I’m not much of a candy or chocolate fan anymore, but if I ever cross paths with a Ghirardelli dark chocolate raspberry square, I can’t promise anything. Now, for the most part, I can eat raw vegetables with just as much gusto as a seasoned candy or chocolate lover. Go figure.
Anyway, we were having dinner and talking with our kids the other night and the man I will lovingly call my son described someone that he knows by saying, “If he were candy, he’d be a Sour Patch Kid.” Clearly, his friend may be a bit of a curmudgeon. While the Sour Patch Kid is attending weekly anger management meetings, Mr. Goodbar is involved in much worse. Candy has a personality.
We have personality and candy has personality. So what would one be if one were candy? If you’re Sour Patch, do not miss any meetings and if you’re Mr. Goodbar, stay away from the city.
If your thing is Hot Tamales, stock up on Tums, take a couple of hits and chill. If Tootsie Rolls make your day, it might be a good idea to bring that obnoxiously cheery thing down a couple of notches. Not sure about your personality if you love Dots or Gummy Bears, but I hope you have great insurance to cover those dentist bills.

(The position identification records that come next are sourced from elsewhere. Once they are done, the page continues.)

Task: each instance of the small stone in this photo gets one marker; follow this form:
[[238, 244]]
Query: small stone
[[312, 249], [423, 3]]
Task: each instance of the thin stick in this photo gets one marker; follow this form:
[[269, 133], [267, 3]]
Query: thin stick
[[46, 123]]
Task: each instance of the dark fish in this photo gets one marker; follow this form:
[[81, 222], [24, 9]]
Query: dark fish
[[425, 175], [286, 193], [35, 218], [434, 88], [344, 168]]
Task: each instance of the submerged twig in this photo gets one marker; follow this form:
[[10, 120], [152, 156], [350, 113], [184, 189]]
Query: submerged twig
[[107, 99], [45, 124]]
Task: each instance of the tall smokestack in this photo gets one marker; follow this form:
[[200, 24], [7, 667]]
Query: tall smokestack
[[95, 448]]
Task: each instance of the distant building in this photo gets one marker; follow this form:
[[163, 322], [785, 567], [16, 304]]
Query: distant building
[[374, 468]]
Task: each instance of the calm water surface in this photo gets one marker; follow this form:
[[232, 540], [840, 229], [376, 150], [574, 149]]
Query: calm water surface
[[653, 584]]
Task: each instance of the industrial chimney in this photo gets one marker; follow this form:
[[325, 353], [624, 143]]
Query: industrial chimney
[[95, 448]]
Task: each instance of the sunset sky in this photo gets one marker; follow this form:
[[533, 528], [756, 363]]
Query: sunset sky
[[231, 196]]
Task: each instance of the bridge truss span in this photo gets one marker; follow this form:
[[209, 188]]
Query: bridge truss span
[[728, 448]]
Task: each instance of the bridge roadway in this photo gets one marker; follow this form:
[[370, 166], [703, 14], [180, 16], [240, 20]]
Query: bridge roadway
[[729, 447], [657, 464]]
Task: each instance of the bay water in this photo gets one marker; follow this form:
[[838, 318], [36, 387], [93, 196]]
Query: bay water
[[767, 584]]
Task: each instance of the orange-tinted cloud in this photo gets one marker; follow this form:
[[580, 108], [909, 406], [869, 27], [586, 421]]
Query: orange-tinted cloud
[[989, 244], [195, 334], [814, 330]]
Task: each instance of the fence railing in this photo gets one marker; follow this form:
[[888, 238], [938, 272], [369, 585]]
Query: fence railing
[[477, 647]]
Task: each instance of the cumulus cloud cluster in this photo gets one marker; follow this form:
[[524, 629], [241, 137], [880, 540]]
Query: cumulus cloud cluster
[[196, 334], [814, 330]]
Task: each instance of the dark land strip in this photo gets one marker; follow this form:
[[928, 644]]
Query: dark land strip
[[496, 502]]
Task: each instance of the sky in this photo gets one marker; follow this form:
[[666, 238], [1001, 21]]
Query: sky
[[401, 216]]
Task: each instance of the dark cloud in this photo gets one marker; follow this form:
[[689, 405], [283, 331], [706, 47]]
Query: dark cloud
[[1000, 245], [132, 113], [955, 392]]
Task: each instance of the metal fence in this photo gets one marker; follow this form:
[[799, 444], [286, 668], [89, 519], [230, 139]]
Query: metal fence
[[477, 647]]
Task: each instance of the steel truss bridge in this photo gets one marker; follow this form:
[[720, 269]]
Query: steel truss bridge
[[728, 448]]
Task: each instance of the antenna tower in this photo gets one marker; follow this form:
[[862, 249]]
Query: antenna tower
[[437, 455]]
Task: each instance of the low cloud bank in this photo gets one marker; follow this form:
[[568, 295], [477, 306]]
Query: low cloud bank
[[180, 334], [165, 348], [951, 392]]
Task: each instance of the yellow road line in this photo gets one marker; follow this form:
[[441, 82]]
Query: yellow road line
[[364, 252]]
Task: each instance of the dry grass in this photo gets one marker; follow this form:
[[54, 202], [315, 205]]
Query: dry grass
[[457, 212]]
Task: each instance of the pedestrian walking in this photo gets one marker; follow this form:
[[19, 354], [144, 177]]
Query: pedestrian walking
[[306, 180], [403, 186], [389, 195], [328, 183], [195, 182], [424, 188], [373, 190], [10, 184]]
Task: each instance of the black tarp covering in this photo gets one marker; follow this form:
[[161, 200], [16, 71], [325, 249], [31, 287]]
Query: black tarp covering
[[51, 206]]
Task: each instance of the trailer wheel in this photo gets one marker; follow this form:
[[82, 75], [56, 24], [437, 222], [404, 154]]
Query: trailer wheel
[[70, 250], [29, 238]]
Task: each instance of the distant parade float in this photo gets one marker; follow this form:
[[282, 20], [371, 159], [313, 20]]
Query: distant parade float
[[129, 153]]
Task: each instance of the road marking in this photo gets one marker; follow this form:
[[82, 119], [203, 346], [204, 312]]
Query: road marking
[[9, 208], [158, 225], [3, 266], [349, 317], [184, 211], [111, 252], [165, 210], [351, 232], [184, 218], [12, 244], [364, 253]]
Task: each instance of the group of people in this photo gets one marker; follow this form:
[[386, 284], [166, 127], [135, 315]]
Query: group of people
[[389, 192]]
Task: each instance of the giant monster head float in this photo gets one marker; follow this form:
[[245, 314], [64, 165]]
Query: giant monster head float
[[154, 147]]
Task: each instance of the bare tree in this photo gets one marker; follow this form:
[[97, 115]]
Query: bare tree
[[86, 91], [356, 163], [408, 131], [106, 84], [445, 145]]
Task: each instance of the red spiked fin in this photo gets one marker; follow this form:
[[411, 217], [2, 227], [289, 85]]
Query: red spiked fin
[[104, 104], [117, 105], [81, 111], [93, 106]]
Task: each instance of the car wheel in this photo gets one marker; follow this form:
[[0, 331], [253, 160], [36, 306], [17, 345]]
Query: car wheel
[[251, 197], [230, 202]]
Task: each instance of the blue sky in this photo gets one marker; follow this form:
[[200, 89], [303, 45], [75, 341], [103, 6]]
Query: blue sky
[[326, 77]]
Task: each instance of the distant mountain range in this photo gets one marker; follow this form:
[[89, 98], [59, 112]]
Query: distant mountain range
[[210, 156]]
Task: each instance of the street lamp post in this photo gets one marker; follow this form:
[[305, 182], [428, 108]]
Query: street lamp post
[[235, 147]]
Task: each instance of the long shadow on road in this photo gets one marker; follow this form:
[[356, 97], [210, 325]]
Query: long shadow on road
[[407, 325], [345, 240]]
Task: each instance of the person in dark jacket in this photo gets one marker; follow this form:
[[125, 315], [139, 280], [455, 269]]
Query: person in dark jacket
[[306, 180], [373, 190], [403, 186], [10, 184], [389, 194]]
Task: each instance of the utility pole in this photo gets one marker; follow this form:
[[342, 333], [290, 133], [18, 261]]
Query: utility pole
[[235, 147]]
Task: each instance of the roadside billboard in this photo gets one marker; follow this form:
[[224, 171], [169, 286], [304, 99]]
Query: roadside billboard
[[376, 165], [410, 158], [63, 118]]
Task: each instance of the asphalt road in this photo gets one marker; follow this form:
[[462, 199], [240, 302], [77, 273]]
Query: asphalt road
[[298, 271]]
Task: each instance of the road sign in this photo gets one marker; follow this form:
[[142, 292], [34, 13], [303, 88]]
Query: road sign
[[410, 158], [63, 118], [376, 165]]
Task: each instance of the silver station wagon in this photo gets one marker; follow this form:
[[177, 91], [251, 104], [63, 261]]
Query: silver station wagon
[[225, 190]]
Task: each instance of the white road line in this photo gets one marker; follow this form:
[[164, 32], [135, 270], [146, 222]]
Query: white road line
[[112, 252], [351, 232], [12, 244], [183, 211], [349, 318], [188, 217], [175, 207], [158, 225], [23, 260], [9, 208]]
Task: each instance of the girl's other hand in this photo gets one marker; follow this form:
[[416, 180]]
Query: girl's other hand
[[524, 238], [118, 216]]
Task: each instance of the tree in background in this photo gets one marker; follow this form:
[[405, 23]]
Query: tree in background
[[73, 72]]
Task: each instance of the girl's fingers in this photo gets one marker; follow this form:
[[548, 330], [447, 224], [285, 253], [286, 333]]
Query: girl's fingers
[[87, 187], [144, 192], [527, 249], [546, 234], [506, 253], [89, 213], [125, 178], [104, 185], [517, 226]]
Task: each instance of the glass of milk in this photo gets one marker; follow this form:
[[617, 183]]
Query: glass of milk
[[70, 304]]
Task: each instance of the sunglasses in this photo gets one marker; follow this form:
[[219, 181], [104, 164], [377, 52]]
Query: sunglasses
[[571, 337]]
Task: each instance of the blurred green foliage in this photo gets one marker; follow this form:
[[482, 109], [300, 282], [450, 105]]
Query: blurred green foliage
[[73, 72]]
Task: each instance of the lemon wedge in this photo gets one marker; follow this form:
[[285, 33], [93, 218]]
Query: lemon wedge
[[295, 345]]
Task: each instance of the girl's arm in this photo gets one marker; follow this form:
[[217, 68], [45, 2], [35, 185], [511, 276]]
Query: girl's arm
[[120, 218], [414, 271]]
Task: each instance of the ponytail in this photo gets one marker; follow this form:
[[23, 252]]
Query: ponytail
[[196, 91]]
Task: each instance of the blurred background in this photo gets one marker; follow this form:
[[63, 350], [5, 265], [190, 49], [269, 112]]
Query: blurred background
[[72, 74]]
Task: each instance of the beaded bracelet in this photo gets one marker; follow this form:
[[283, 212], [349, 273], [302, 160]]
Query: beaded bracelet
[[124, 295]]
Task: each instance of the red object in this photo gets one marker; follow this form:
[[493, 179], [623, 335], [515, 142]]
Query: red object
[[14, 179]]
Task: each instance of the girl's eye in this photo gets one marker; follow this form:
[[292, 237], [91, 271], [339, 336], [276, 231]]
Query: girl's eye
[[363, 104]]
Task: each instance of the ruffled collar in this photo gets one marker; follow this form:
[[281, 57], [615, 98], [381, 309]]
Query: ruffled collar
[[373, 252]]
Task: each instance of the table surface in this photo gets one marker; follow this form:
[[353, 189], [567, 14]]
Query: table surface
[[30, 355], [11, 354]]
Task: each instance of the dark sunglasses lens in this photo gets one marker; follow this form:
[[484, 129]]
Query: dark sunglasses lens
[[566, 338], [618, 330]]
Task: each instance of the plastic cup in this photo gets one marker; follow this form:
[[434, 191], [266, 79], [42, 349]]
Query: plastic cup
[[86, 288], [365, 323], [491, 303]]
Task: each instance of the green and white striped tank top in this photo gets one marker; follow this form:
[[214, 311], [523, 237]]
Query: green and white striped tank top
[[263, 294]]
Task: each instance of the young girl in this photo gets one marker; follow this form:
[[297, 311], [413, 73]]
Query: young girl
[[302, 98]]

Mounds people are just the right amount of happy. They are fun. They are Mounds people. Almond Joy fanatics are all former Mounds people. They got so enthralled with the presence of almonds on their Mounds bar, they couldn’t help themselves. Almonds found their way onto just about all food, which in itself doesn’t sound so bad, but when you upholster the living room chair with 3,000 of them and think “Hey that looks pretty cool and you can have a snack while you’re sitting”, you should seriously consider hopping onto your horse and head back to Mounds country.
I think it’s fair to say that Twizzlers cross over into many different personalities. Even the Sour Patch and Mr. Good Bar folks like Twizzlers.
Intense, high strung, chronically “wired” might be appropriate if Skittles are a regular part of your diet. Why not just pour yourself a small bowl of sugar? Forget the dentist, give your cardiologist a call.
M&M people are happy and cheery. They’re like the Disneyland of chocolate. M&M people and Mounds people get along great.
Sweet Tarts are like Sour Patch Kids, but they don’t get along with each other because they’re curmudgeons and curmudgeons don’t get along with anyone, especially other curmudgeons.